Future Naval doctors’ experience life on RFA Mounts Bay

Topic: Fighting armsRoyal Auxiliary Fleet

Navy doctors of tomorrow joined RFA Mounts Bay in the Caribbean for an inkling of the job they’ll perform when qualified.

Surgeon Sub-Lieutenants Isabel Guy and Jonathan Jackson are four years into their medicine studies at Birmingham and Sheffield universities.

When they complete their courses – and their training as Royal Navy officers – running a sick bay on a destroyer, frigate or auxiliary such as Mounts Bay is likely to be one of their drafts as general duty medical officers.

So a two-week ‘taster’ was provided aboard the support ship – currently on drug-busting/disaster relief duties – under the tutelage of Mounts Bay’s medical officer, Surg Lt Rory Goodenough.

Assisted by RFA medical technicians, on top of general GP care, it’s the task of the medical officer to provide ‘Role 1’ and potentially ‘Role 2’ care: the first demands delivering immediate first-aid on the battlefield, the second life-saving surgery so a patient can be transferred to a hospital ship or medical facility ashore.

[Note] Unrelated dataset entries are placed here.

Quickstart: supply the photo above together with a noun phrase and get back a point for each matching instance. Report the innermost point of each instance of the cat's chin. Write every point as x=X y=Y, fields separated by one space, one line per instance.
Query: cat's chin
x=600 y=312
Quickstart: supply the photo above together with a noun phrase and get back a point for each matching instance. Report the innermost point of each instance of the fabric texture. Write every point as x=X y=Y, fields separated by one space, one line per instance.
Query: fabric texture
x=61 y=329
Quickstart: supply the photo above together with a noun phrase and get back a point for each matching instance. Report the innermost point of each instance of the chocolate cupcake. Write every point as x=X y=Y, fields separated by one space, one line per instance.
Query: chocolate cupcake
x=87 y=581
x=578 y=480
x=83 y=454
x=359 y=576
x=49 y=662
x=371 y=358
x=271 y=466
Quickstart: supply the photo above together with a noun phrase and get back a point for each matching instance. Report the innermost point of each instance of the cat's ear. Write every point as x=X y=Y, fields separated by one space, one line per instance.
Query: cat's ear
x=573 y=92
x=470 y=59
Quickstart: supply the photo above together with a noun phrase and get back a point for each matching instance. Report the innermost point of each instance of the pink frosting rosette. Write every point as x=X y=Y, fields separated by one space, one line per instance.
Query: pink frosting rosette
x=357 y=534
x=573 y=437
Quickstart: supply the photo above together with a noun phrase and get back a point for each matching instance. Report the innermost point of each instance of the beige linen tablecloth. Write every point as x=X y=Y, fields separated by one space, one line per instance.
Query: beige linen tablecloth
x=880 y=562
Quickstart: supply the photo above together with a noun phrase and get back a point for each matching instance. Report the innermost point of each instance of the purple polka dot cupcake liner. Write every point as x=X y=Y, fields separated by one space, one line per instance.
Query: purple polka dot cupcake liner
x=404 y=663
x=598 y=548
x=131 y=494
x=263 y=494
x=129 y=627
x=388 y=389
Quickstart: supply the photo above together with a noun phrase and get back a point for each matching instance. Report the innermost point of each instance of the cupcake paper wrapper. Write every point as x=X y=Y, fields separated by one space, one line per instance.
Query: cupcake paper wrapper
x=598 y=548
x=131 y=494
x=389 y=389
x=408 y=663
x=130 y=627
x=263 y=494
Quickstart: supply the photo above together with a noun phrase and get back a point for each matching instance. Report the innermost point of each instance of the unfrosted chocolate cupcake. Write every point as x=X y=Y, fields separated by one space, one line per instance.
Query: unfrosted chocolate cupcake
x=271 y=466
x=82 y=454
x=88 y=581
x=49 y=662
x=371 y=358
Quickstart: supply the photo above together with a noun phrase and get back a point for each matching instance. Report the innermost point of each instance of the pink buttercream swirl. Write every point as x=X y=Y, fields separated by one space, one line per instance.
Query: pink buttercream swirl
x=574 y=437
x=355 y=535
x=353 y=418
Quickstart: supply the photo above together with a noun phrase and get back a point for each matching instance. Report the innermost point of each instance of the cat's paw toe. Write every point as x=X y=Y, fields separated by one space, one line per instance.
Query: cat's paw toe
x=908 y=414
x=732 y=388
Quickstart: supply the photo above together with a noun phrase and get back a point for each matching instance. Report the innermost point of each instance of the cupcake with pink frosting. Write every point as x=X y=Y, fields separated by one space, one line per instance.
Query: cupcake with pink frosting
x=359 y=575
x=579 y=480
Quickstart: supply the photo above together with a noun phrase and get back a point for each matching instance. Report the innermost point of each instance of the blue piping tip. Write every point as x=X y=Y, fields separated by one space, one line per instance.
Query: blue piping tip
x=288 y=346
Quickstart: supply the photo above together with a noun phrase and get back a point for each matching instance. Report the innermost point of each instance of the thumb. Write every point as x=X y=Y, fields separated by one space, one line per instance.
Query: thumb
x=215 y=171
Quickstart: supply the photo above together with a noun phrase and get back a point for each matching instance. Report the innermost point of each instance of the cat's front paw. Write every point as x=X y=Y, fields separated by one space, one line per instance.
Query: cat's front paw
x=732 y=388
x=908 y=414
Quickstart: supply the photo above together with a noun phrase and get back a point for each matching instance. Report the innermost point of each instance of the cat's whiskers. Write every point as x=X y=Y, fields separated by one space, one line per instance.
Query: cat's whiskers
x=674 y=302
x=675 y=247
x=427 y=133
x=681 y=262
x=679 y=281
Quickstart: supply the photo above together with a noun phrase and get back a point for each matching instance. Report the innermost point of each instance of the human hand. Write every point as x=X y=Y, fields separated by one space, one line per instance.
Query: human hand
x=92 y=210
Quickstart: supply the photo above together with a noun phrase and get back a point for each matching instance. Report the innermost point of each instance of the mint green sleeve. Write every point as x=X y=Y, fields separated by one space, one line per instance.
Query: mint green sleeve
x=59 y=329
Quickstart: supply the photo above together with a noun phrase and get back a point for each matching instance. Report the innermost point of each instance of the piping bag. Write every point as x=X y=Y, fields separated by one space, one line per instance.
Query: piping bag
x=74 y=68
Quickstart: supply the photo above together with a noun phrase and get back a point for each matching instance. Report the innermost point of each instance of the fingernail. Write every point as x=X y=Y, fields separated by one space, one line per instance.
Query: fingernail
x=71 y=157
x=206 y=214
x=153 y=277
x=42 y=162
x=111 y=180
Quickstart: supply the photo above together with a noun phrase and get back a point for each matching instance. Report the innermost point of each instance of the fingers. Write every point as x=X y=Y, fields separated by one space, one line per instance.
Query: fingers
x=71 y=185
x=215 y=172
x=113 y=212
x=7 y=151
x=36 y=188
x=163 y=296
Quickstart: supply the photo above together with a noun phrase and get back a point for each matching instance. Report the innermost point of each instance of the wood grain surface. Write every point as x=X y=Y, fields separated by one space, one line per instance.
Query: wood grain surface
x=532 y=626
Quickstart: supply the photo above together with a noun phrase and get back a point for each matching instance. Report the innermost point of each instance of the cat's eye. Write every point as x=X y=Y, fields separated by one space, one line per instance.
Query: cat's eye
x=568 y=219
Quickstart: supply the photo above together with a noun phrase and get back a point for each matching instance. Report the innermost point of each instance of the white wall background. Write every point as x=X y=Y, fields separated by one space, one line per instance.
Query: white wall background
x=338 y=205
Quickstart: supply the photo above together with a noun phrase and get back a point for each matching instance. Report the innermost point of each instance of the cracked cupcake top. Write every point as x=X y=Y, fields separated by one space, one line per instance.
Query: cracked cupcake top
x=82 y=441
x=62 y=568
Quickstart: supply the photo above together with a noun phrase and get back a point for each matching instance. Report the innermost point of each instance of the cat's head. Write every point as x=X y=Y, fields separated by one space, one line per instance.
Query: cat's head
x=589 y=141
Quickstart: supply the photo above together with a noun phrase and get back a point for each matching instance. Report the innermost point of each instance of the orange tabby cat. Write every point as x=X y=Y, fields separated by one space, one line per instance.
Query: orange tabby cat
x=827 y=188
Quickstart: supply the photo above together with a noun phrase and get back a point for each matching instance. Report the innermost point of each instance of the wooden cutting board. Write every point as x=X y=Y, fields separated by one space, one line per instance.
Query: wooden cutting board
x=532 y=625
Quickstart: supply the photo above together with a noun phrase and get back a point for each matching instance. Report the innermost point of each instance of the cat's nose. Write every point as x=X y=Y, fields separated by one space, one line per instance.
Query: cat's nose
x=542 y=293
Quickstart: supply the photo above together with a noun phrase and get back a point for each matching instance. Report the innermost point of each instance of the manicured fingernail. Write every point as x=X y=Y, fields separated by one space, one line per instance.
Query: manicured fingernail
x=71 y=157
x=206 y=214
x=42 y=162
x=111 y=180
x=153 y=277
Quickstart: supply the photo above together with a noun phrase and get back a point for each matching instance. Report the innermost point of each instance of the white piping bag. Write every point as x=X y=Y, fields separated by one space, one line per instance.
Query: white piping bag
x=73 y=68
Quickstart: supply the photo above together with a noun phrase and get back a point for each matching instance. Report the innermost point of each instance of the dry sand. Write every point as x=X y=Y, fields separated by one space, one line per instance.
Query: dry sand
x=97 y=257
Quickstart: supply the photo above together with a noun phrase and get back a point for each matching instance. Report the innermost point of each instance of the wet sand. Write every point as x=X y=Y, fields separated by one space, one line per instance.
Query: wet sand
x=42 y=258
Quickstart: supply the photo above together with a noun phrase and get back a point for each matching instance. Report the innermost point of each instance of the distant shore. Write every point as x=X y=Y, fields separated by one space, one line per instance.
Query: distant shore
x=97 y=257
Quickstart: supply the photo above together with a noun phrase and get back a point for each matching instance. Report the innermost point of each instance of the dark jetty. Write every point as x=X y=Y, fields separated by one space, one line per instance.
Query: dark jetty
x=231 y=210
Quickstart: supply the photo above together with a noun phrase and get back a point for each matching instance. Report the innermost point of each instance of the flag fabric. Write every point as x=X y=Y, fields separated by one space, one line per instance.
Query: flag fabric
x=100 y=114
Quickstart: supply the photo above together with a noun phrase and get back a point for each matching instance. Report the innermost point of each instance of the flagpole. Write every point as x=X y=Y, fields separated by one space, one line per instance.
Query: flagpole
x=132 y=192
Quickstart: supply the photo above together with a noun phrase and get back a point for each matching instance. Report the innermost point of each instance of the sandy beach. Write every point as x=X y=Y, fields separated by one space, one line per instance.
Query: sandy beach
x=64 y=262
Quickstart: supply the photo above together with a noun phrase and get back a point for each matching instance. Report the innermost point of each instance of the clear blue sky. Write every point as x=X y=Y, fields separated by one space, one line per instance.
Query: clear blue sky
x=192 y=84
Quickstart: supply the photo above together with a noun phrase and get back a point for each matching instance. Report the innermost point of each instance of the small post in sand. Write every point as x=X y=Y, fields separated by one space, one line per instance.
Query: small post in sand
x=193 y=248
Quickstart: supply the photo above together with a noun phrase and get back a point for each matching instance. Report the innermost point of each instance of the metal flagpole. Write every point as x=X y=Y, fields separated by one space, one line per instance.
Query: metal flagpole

The ‘doctor’s surgery’ opens at 7.45 for any overnight medical cases, followed by a spot of training, a check on medical and humanitarian supplies, some first-aid instruction for the ship’s company and support to many of the daily activities and drills: man overboard, engine room fires, helicopter crashes.

For Isabel and Jonathan, as well as the novelty of life at sea among the biggest eye openers were the limitations faced by RN medics at sea: limited resources, limited space and limited number of personnel to draw on for assistance plus the opportunities offered by a life at sea that you wouldn’t get in your local general hospital or GPs’ surgery: a few days in Curacao or Miami; scuba diving; windsurfing; snorkelling with turtles; cheering on the Miami Heat basketball stars.

“All will remain fantastic memories,” said Isabel.

“I’ve also been lucky enough to see and do some incredible things: from wandering the colourful streets of Curacao and snorkelling with turtles to stargazing in the middle of the Caribbean Sea; it’s been utterly surreal and I’m hugely grateful.”

And professionally? “This acquaint has been fantastic,” she adds. “It’s provided me with an invaluable insight into life as a RN Medical Officer, helping me to feel significantly more prepared for my time as a deployed.

I am thoroughly excited to see what my future career holds and cannot wait to get stuck in to more brilliant opportunities offered by the Royal Navy.”

Her colleague Jonathan said the fortnight with Mounts Bay had been “enjoyable and enriching experience”.

Surg Lt Rory Goodenough was delighted with the progress the students made while aboard. “The next time they join a ship will probably be as a fully-fledged medical officers, so it has been an invaluable chance to teach them the daily routines of a deployed ship.

“In two short weeks Surgeon Sub-Lieutenants Guy and Jackson went from complete greenbacks who didn’t know their stem from their stern to old hands who have even started to talk in Jackspeak!”

It’s provided me with an invaluable insight into life as a RN Medical Officer, helping me to feel significantly more prepared for my time as a deployed.